Fundamentally, while in the second phase interest rates have increased – lowering the ratio between the supply of token money and the demand for it – the supply of token money still exceeds the possibilities of valorization. Although the printing presses are no longer working overtime, the rate of profit is also now in decline. If we take, as a crude measure of profitability, adjusted profit per unit of gross-value added of nonfinancial corporate business, we see that the period beginning Q2 2021 – the onset of the inflationary wave – corresponds to a brief period of stagnation followed by a decline amounting to –5.77% by Q1 2022:
In July, with the latest jobs report by the Bureau of Labor Statistics (BLS) showing a steady, low unemployment rate of 3.6% (with some 372,000 jobs added) the Fed raised its benchmark rate – this despite its own Beige Book report indicating a slackening in the labor-power market (“nearly all Districts noted modest improvements in labor availability amid weaker demand for workers”).
The latest “jumbo” rate raise will accelerate the deepening of the recession that has already begun. Second-quarter GDP contracted by –.9%. There are some signs that the inflationary wave has peaked. Consumer demand remains subdued. Brent crude prices are down, as are steel prices and other key raw materials for industry. Food prices remain high, although with some moderation, including wheat prices. Durable goods have not significantly contributed to inflation since the first phase.
For the working class, the transition from inflation to recession – in the worst-case scenario, to both (“stagflation”) – will be the transition from one form of misery to another. The most conscious among us must draw upon the life experience of the broad mass of workers to promote the development of unions that proceed from the class interests of workers.

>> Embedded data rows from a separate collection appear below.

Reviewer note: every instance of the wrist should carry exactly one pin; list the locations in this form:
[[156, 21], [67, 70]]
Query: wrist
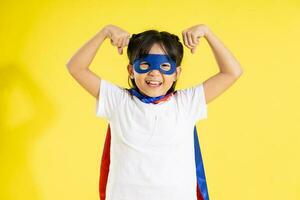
[[207, 31], [105, 31]]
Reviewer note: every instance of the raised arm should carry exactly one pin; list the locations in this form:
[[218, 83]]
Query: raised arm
[[78, 65], [230, 69]]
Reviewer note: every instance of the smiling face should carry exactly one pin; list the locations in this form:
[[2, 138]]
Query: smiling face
[[154, 83]]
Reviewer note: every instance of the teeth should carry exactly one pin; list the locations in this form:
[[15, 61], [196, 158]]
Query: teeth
[[153, 82]]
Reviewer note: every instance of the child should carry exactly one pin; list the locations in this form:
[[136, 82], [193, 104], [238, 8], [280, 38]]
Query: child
[[152, 126]]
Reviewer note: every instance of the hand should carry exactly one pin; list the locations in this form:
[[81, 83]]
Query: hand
[[118, 37], [192, 35]]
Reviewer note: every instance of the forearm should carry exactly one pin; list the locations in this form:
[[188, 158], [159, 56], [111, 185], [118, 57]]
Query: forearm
[[226, 61], [84, 56]]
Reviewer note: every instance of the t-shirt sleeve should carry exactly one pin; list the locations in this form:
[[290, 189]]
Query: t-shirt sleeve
[[193, 100], [110, 96]]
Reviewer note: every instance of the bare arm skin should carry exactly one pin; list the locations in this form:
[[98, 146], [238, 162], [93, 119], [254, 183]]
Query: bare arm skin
[[78, 65], [230, 69]]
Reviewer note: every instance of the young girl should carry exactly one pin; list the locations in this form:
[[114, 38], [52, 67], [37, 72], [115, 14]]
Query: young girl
[[153, 150]]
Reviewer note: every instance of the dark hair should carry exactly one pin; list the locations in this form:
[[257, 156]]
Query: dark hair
[[141, 43]]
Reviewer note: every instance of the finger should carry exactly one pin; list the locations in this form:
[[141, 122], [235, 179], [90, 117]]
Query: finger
[[119, 43], [189, 37], [124, 42], [120, 50], [193, 50], [195, 39], [127, 41], [186, 40]]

Such organizations are our only means of defense against lowered real wages, increased indebtedness, mass layoffs, and every other tactic in the fighting handbook of the bourgeoisie.
[1] Here we distinguish inflation proper from increases in the general price level based on changes in the value of goods due to declining labor productivity. (Low labor productivity means more labor on average is required to produce goods, which in turn means – everything being equal – that prices will rise.)
[2] The current strength of the dollar vis-à-vis other currencies is largely due to the aggressiveness of the US Central Bank in raising interest rates relative to other imperialist countries, which increases the demand for US dollars.